Are edge-vertex graphs of polytopes (decent) expanders?

This question is inspired by the polynomial Hirsch conjecture (PHC). Given a $n$-facet polytope $P$ in $\mathbb R^d$, is the spectral gap of its edge-vertex graph (call it $G$) lower bounded by $\Omega(1/\mathrm{poly}(n))$? Note that the cycle graph on $n$ vertices shows that, even for $d=2$, the spectral gap could be as small as $O(1/\mathrm{poly}(n))$; so the conjectured bound--if true--would be almost tight.

A yes answer would imply the PHC. In fact, it would also imply that linear programs can be solved efficiently by just a random walk on the polytope vertices, and this algorithm is not even paying much attention to the objective function! This seems too good to be true.

So, what is the status of this problem: open (like PHC), or false? If false, are there simple counterexamples?

Note: I just realized about the usual complications involved in defining expanders: $G$ need not be regular or bipartite. I hope that both of these technical issues can be overcome using standard ways, and that, in particular, they do not make my question trivial. (Please correct me if I am wrong!)

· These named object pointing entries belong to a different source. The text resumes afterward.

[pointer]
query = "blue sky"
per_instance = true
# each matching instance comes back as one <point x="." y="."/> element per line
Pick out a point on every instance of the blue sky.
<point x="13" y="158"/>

• Can someone explain how this question is related to the new subexponential lower bounds for randomized pivoting rules for the simplex algorithm? Oliver Friedmann, Thomas Dueholm Hansen, and Uri Zwick. 2011. Subexponential lower bounds for randomized pivoting rules for the simplex algorithm. In Proceedings of the 43rd annual ACM symposium on Theory of computing (STOC '11). ACM, New York, NY, USA, 283-292. DOI=10.1145/1993636.1993675 doi.acm.org/10.1145/1993636.1993675 – Tyson Williams Dec 11 '11 at 15:49

In general it is not true: Consider two dual- to cyclic d-polytopes with n facets each and merge them along a vertex. (This is the dual operation of gluing two polutops). The number of vertices will be like $n^{[d/2]}$ and the spectrual gap will be roughly 1 over this. (You can use d edges to separete the graph into two parts.